Clostridium botulinum Beluga Ei strain (effective 12-12-2019)
The C. botulinum Beluga Ei strain was constructed using the CRISPR-Cas9 tool. Mutations were introduced into the toxin sequence to alter the amino acid residues (E213A/R348A/Y351F) responsible for zinc-binding and hydrolytic domains localized within the light chain, resulting in a loss of toxin biological activity. Mutation stability tests confirmed that the introduced mutations were stable and unlikely to revert to wild-type genotype. BoNT/Ei produced by the Clostridium botulinum Beluga Ei strain showed no biological activity by the mouse bioassay when tested at the equivalent of 22,113 mLD₅₀ of active trypsinized BoNT/E. No signs of paralysis were observed when 25 nM of BoNT/Ei was tested by the mouse phrenic nerve hemidiaphragm assay.

Reference(s):

1. Binz T, Bade S, Rummel A, Kollewe A, Alves J. Arg(362) and Tyr(365) of the botulinum neurotoxin type a light chain are involved in transition state stabilization. Biochemistry. 2002 Feb 12;41(6):1717-23.
2. Matsui T et al. Structural basis of the pH-dependent assembly of a botulinum neurotoxin complex. J Mol Biol. 2014 Nov 11;426(22):3773-3782.
3. Ingle et al. Generation of a fully erythromycin sensitive strain of Clostridioides difficile using a novel CRISPR-Cas9 genome editing system. Sci Rep. 2019 May 31;9(1):8123.
4. Simon S et al. Recommended immunological strategies to screen for botulinum neurotoxin containing samples. Toxins (Basel). 2015 Nov 26;7(12):5011-34.
5. Duff JT, Wright GG, Yarinsky A. Activation of Clostridium botulinum type E toxin by trypsin. J Bacteriol. 1956 Oct;72(4):455-60.
6. Centers for Disease Control and Prevention: Botulism in the United States, 1899–1996. Handbook for epidemiologists, clinicians, and laboratory workers, Atlanta: Centers for Disease Control and Prevention, 1998. https://www.cdc.gov/botulism/pdf/bot-manual.pdf
7. Bigalke H and Rummel A. Botulinum Neurotoxins: Qualitative and Quantitative Analysis Using the Mouse Phrenic Nerve Hemidiaphragm Assay (MPN). Toxins (Basel). 2015 Nov 25;7(12):4895-905.
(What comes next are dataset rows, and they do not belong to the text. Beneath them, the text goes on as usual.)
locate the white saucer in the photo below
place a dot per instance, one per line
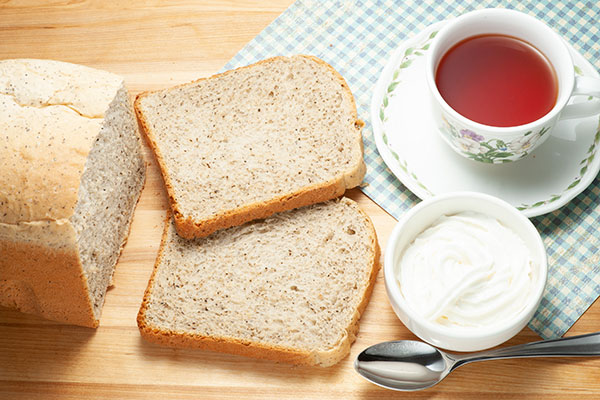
(407, 139)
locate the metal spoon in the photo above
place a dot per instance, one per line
(410, 365)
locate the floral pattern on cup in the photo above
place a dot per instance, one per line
(492, 151)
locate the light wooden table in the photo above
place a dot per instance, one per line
(156, 44)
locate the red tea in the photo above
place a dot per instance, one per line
(497, 80)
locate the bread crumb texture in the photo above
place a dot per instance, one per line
(72, 171)
(254, 134)
(296, 281)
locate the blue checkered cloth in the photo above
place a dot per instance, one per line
(357, 38)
Coxiella burnetii Phase II, Nine Mile Strain, plaque purified clone 4 (effective 10-15-2003)
Lipopolysaccharide (LPS) phase variation is the only confirmed virulence factor of C. burnetii. Organisms isolated from natural infections or in the laboratory are in phase I and have a smooth-type LPS. Repeated passage of phase I organisms through embryonated eggs or cultured cells resulted in the conversion to phase II and a change in the LPS to a rough-type. Based upon consultations with subject matter experts and a review of relevant published studies, HHS has determined that Coxiella burnetii, Phase II, Nine Mile Strain, plaque purified clone 4, does not pose a significant threat to human or animal health.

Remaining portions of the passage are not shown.